3 min read
The previous computational exercise introduced several interesting questions about the evolution of literary works over time, especially with respect to various narrative forms and titles of works. I was interested in using the Early Novels Database source (focusing specifically on metrics: NarrativeForm and TitleNouns) to re-evaluate these previous hypotheses.
The visualizations that I was most interested in creating were: 1) narrative form with respect to date of publication and 2) nouns in titles and adjectives in titles with respect to date of publication. Google Fusion Tables, while able to categorize all of the works into discrete subcategories, was generally less useful for tracking patterns and changes over time.
An example of my attempt to visualize different narrative forms over time:
Because Fusion Tables' visualizations are optimized for categorical data, I shifted my approach and attempted to, instead, map the various PubLocations of the works.
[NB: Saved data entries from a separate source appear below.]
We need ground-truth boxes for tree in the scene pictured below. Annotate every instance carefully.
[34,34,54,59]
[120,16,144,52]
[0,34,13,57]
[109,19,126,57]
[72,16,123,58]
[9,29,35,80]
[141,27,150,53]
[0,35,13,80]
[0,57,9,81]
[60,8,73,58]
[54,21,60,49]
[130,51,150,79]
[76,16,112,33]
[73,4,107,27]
Despite having over 850 rows of metadata, the mapping tool created fewer than 10 pins on the physical map. My primary concern with this mode of visualization is that it lacks any indication of frequency. For example, the city of London has one pin on the map, but after a closer examination of the metadata in the database, over 740 works have PubLocation set to London. This means that our visualized map has eliminated the ability to understand which publication locations were predominant over others. To a viewer who is blind to the actual data, Dublin (in which 90 works were published) is equally significant as a publishing location as London (in which 700+ works were published). Further, the more minute bugs that exist in computational tools like Fusion Tables are still present, such as the mapping of "Oxford" and "Bath" to the US. I quickly modified these fields in my copy of the database to "Oxford, UK" and "Bath, UK," which corrected the problem in the physical map. Still, these imperfections in computational translations cannot always be detected qualitatively by users.
Next, in hopes of visualizing the data that I was originally interested in exploring, I created a word cloud of different nouns in the titles of works. I found that the most frequently occuring nouns were: volume, story, history, adventure, volume, letter, edition, life, series, and novel. Many of these words appeared to serve the functional purpose of providing additional detail on the form of the novel, rather than the content of the work itself. A quick review of the database seemed to confirm this hypothesis, with many titles of works including details such as "A Novel," "Year [Publication Date]," and "A Series of Letters." In order to get a better sense of the content that was produced during this period, I parsed through and cleaned my copy of the metadata in Fusion Tables, filtering out words that denote form. After doing this, the most frequently found nouns in titles were: world, love, manner, death, sea, war, friend, sex, spy.
This exercise has demonstrated that depending on the actual form of the values in the data set (e.g. sentence, category, boolean), different data visualization and analysis tools may be most appropriate and in some cases, may even conceal important details to the detriment of the end-user.